В этот момент в ресторацию вошёл Всеволод Алексеевич.
– Наша Алёна Дмитриевна способна совершить революцию в отдельно взятой стране! – приветливо сообщил Северному Баритон. – Вы не боитесь связать свою жизнь с такой женщиной? – И по-хозяйски положил руку на спинку стула, где сидела Алёна. – Слишком красивая, слишком рьяная. Полна неожиданностей.
– В нашем с вами возрасте, – Всеволод Алексеевич чуть нарочито шутовски подчеркнул местоимение, – Алексей Константинович, уже можно позволить себе не оглядываться.
Северный был абсолютно спокоен, собран и деловит. Баритон слегка вздёрнул бровь и промолчал.
– Алёна, если ты наелась, напилась и наобщалась вдоволь, то, пожалуй, нам пора. Спасибо за ужин, господин Тихонов, и прощу прощения, что не смог составить вам компанию.

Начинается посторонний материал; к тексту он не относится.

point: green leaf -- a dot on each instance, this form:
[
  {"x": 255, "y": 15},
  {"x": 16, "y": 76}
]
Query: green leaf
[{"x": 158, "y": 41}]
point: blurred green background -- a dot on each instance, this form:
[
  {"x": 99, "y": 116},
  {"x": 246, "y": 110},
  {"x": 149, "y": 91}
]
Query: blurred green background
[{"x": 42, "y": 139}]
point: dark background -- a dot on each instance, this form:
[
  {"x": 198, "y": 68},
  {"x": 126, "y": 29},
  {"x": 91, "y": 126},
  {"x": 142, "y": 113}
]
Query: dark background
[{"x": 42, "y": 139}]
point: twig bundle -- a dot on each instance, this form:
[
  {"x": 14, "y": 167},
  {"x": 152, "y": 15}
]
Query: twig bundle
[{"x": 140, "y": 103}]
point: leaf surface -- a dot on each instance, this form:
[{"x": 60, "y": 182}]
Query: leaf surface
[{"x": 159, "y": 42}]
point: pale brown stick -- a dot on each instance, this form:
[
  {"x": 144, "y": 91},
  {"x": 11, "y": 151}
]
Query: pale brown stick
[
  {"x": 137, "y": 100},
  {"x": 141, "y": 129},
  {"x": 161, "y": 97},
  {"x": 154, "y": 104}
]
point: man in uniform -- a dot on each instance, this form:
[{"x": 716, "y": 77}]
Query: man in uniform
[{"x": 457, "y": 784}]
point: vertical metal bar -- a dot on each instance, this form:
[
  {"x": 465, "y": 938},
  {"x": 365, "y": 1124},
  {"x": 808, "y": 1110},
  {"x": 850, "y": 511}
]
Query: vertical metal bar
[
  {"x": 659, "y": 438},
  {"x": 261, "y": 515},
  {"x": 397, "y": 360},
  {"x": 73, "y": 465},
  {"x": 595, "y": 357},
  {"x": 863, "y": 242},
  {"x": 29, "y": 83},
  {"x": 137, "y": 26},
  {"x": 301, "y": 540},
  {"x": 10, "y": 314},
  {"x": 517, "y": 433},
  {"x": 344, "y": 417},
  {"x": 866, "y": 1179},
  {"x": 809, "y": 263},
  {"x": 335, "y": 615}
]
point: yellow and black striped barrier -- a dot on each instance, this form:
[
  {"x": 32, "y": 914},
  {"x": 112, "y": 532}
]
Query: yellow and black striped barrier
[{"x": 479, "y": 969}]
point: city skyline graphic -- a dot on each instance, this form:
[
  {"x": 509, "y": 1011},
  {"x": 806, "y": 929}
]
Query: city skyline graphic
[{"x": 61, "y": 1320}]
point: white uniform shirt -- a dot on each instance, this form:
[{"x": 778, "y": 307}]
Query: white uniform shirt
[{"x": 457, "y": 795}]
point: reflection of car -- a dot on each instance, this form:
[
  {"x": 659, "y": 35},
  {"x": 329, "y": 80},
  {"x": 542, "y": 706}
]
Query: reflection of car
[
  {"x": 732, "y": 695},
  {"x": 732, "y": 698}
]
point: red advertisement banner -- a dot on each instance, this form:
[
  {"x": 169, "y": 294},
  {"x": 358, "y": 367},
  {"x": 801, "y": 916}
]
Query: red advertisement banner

Северный не успел отодвинуть Алёнин стул – она сама резко встала, скинув руку Баритона. Всеволод Алексеевич формально пожал руки присутствующим за столом мужичкам. И лишь с Баритоном они давили друг другу лапы, как два старых барана. Хотя у баранов нет лап и, соответственно, давить их друг другу они не могут. Так что, разумеется, корректней будет сказать, что они жали друг другу руки, как два немолодых уже борца сумо, имеющих виды на одну и ту же хрупкую женщину, но уже достаточно умных, хитрых и сдержанных для того, чтобы не устраивать мальчишескую потасовку.

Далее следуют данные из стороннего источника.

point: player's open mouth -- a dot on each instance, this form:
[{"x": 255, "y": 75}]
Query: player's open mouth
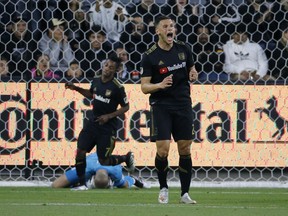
[{"x": 170, "y": 36}]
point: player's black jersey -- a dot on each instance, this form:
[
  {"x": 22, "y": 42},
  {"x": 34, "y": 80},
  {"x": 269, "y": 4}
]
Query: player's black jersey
[
  {"x": 107, "y": 96},
  {"x": 158, "y": 64}
]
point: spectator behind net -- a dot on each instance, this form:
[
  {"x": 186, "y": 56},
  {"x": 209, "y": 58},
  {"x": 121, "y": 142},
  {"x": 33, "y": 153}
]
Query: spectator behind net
[
  {"x": 54, "y": 43},
  {"x": 244, "y": 59},
  {"x": 42, "y": 69},
  {"x": 18, "y": 47}
]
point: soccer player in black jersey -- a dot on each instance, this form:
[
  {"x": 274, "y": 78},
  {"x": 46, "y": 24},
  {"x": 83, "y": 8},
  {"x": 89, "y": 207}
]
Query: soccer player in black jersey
[
  {"x": 107, "y": 94},
  {"x": 167, "y": 68}
]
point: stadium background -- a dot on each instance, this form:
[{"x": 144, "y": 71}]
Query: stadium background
[{"x": 40, "y": 122}]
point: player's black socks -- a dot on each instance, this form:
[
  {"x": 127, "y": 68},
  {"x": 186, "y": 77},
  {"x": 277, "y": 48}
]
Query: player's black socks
[
  {"x": 161, "y": 165},
  {"x": 185, "y": 172},
  {"x": 80, "y": 169}
]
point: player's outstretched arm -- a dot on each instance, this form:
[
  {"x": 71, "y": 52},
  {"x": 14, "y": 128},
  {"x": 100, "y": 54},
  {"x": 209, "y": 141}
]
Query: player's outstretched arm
[
  {"x": 147, "y": 87},
  {"x": 84, "y": 92}
]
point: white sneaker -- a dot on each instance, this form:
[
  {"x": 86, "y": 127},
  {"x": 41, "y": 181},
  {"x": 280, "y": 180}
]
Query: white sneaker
[
  {"x": 146, "y": 185},
  {"x": 163, "y": 196},
  {"x": 81, "y": 187},
  {"x": 130, "y": 162},
  {"x": 186, "y": 199}
]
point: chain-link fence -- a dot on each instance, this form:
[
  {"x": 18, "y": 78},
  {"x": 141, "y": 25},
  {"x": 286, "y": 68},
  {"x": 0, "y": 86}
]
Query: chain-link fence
[{"x": 239, "y": 101}]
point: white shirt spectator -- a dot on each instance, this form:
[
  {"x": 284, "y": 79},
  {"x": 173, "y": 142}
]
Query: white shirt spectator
[
  {"x": 246, "y": 56},
  {"x": 105, "y": 18}
]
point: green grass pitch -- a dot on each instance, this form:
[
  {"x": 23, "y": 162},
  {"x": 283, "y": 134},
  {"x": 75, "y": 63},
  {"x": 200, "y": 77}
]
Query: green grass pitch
[{"x": 42, "y": 201}]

Сеня поглядывал то на Северного, то на Баритона.
– Брейк! – Алёна шваркнула по рукопожатию ребром ладони – так во все времена «разбивают» поспоривших, заверяя факт.

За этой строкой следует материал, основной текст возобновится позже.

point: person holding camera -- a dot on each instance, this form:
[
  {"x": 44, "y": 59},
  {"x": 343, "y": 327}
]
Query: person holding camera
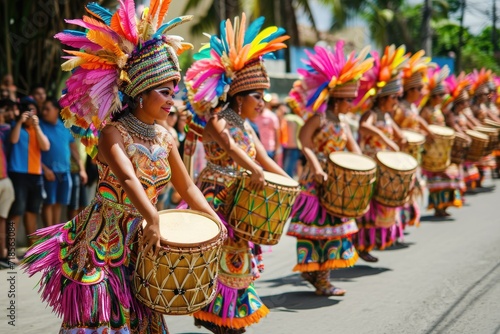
[{"x": 25, "y": 169}]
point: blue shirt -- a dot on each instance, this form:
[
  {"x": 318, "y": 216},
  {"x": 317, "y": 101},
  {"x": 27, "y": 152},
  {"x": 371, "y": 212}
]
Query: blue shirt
[{"x": 59, "y": 156}]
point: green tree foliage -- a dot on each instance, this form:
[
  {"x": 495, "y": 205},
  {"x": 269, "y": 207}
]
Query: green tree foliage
[{"x": 28, "y": 50}]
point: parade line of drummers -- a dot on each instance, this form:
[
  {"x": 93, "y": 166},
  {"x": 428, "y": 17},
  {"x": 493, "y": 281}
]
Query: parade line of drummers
[
  {"x": 420, "y": 126},
  {"x": 357, "y": 192}
]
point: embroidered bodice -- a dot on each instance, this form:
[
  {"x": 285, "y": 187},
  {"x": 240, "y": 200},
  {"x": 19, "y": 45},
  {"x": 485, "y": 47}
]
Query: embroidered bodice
[
  {"x": 240, "y": 132},
  {"x": 330, "y": 137},
  {"x": 371, "y": 144},
  {"x": 151, "y": 167}
]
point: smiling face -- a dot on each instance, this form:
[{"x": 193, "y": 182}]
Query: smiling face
[
  {"x": 252, "y": 103},
  {"x": 156, "y": 103}
]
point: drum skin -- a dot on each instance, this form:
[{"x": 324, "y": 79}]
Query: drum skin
[
  {"x": 260, "y": 217},
  {"x": 182, "y": 279},
  {"x": 396, "y": 174},
  {"x": 437, "y": 152}
]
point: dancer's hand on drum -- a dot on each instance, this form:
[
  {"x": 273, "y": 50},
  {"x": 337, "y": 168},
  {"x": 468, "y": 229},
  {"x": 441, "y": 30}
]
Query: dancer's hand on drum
[
  {"x": 320, "y": 176},
  {"x": 151, "y": 237},
  {"x": 257, "y": 181}
]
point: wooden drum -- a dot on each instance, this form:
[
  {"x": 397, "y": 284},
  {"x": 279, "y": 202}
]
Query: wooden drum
[
  {"x": 349, "y": 187},
  {"x": 182, "y": 279},
  {"x": 437, "y": 153},
  {"x": 478, "y": 145},
  {"x": 460, "y": 147},
  {"x": 415, "y": 141},
  {"x": 396, "y": 174},
  {"x": 261, "y": 216},
  {"x": 492, "y": 133}
]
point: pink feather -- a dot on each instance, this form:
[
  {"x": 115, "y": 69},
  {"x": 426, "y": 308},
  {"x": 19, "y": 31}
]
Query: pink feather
[
  {"x": 126, "y": 11},
  {"x": 79, "y": 42}
]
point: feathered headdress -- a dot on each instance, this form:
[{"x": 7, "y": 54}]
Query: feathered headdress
[
  {"x": 117, "y": 52},
  {"x": 479, "y": 81},
  {"x": 330, "y": 73},
  {"x": 414, "y": 70},
  {"x": 457, "y": 89},
  {"x": 384, "y": 78},
  {"x": 231, "y": 63}
]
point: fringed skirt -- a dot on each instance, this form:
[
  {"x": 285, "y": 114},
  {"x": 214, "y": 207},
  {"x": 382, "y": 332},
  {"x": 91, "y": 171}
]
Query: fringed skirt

Сеня вскочил и потрусил следом за Алёной и Всеволодом Алексеевичем.
– Вы чего? – удивлённо и несколько по-мальчишески спросил он, едва они вышли в ночную синь. – Это что, правда тот твой?.. – повернулся он к Алёне. – А ты где был? Что же ты её с ним оставил?
– Это не так опасно, как оставить троих малолетних отпрысков предоставленными друг другу, – улыбнулся Северный Семёну Петровичу. – Алёна – вполне взрослая девушка, хотя её иногда и заносит. – Всеволод Алексеевич поцеловал любимую в висок. – Если женщина хочет поехидничать и яростно пообличать кого-нибудь за что-нибудь, ей не надо мешать. А меня, друг мой, полковник Александр Иванович Шекерханов вызвал на очередной труп. И я битый час ползал во тьме ночной с фонариком, изучая крутую известняковую лестницу, об ступеньки которой убился Пётр Павлович Фирсанов. И затем ещё целый час потратил на транспортировку слишком сонной Светланы Павловны в реанимационное отделение одной из севастопольских больниц. Её жизнь в безопасности. Хотя, пусть меня бог простит, брат нашей Маргариты Павловны, царствие ему небесное, нравился мне куда больше её же сестрицы.
Алёна и Сеня хором ахнули.
– Это ещё не всё. Маргарита Павловна тоже в больнице, с тяжёлым обширным инфарктом. А тело её внука Сашки ищут рыбаки по всей бухте.
– Северный, что происходит? – спросила в миг протрезвевшая Алёна.
– Происходит всё то, что происходит всегда, когда есть немалые, по меркам среднего человека, деньги и собственно тот самый средний человек, которому в связи с этим наплевать на жизни других людей.
– Какие немалые деньги? Гостиница Маргариты Павловны? Деньги большие, согласен, но не настолько же! Да и слишком явно, а следовательно, хлопотно.
– Алёнушка, мы с тобой уже, кажется, договорились, что такие, как ты, из-за каких денег не убивают… И всё, больше ни слова! Все устали, всем пора спать! Сейчас я доведу тебя до мансарды, уложу в кроватку и уеду в Севастополь. И ты, великовозрастный болван, будь, пожалуйста, рядом со своими детками. Завтра с утра вы все четверо будете нужны мне выспавшимися, целыми и невредимыми!
– Почему четверо, а не пятеро? – уточнила Соловецкая.
– Потому что ты, радость моя, будешь спать, есть, читать… И всё это – не выходя из мансарды. Я запру тебя на ключ и пока не вернусь – ты никуда не выходишь! Я чуть не поседел за эти несколько часов, что ты куролесила без меня!
– Значит, убийства…
– Да. Можешь считать меня чудовищем. Убийства беспокоят меня куда меньше, чем твоё душевное состояние. Я не хочу тебя потерять из-за того, что кто-то решил вернуть себе молодость, а какой-то дурочке захотелось взять реванш и высказать всё недосказанное. Поверь: надо будет – наряд ментов под дверью поставлю! – рявкнул под конец тирады Северный. – Но я не позволю тебе испортить нашу жизнь, – устало выдохнул он. – А ты чего стоишь?! – прикрикнул он на Соколова. – Марш в детскую!